To maximize the benefits of exercise, it is recommended that you participate in vigorous aerobic activities for at least 75 minutes per week. If you can only manage moderate aerobic activity, increase the time to 150 minutes. It is a good idea to combine both moderate and vigorous physical activity. You should, however, consult a doctor before starting any exercise program.

Consider Immunizations

There are two important types of vaccinations to get, including the Hepatitis B Vaccine and the HPV (Human papillomavirus) Vaccine. The HPV vaccine is designed to aid in preventing certain strains of cervical cancer. The hepatitis B shot is designed to lower one’s risk of getting liver cancer. In fact, it is recommended for certain high-risk groups, which comprise individuals who are:

  • Healthcare workers
  • Public safety workers
  • STI patients
  • Engaged in homosexual relationships (men)
  • Intravenous drug users
  • Sexually active (have many partners)

Go for Cancer Screenings

The good news is that a wide range of cancer screening tests are available in America today. These screenings have the capability to identify evidences of cancer, even long before symptoms have appeared. Below is a quick look at the major types of cancer that screening tests can detect:

  • Skin cancer
  • Prostate cancer
  • Ovarian cancer
  • Lung cancer
  • Cervical cancer
  • Colon (or colorectal) cancer
  • Breast cancer

Get Enough Vitamin D

Both adults and children need to get healthy amounts of sunlight because it is good for the skin. Skin cancer caused by sun exposure is not completely accurate. Sunlight can aid in increasing the body’s production of vitamin D. This happens through the interaction of the cholesterol within your skin and ultraviolet light. The recommended dose of sunlight is no more than 30 minutes of late afternoon or early morning sun on the face and hands.

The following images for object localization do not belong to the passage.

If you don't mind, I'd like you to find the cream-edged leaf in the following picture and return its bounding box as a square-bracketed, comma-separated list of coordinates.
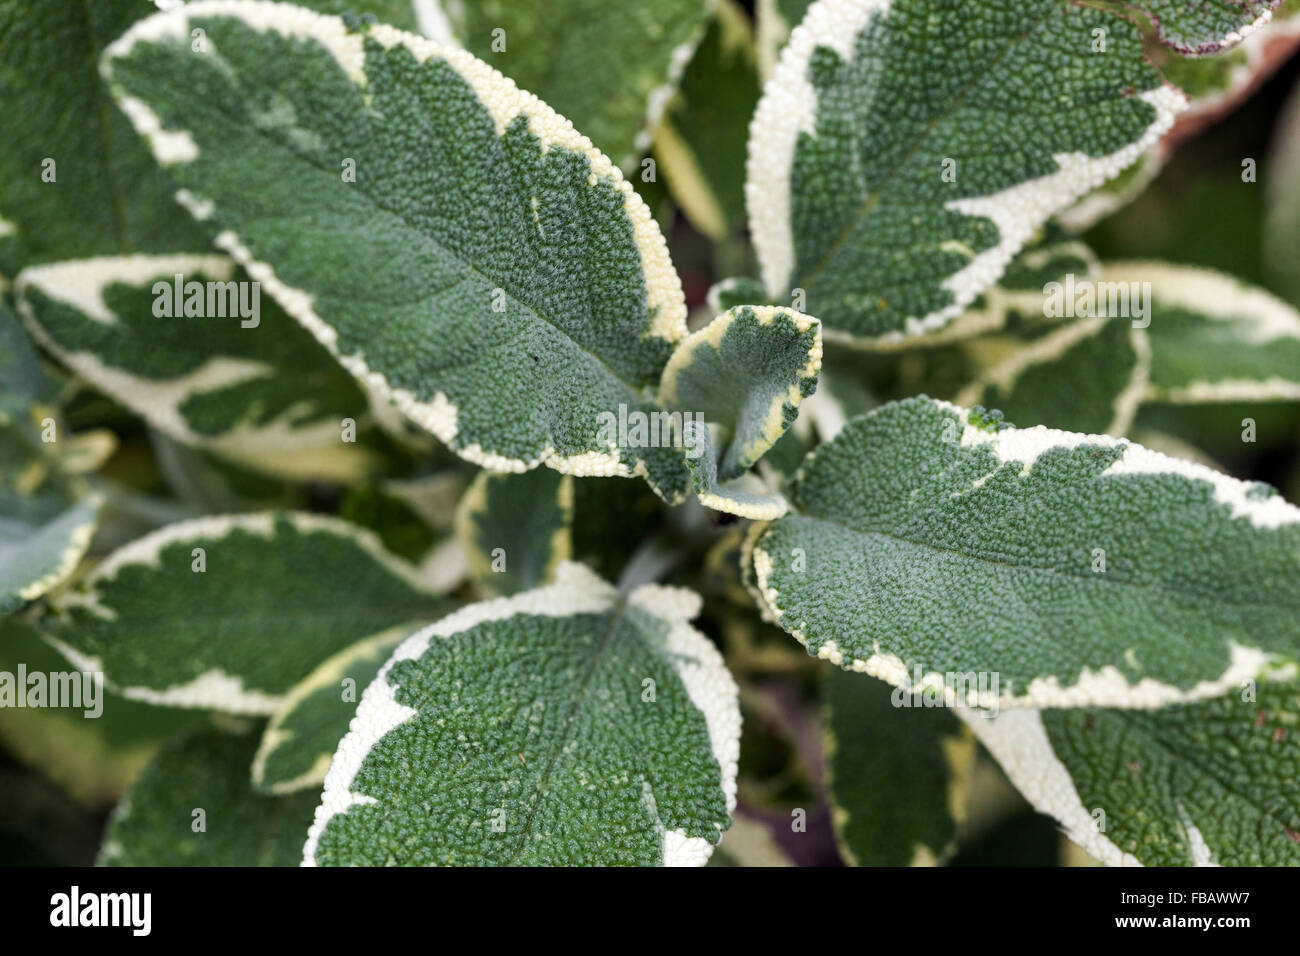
[965, 662, 1300, 866]
[251, 624, 417, 794]
[454, 467, 572, 597]
[655, 0, 763, 239]
[102, 2, 693, 501]
[746, 0, 1186, 343]
[42, 512, 451, 714]
[16, 255, 378, 482]
[304, 563, 740, 865]
[749, 396, 1300, 709]
[432, 0, 712, 168]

It is imperative that you avoid getting sunburnt. Sunburns can cause DNA damage and may eventually lead to cancer. If you have gotten your daily dose of sunlight, but still need to be outdoors, apply sunscreen for further protection.

Low levels of vitamin D have often been associated with increased risk of pancreatic, colon, and breast cancers. One can choose to take vitamin D supplements, e.g. 1000 IU-2000 IU, on a daily basis.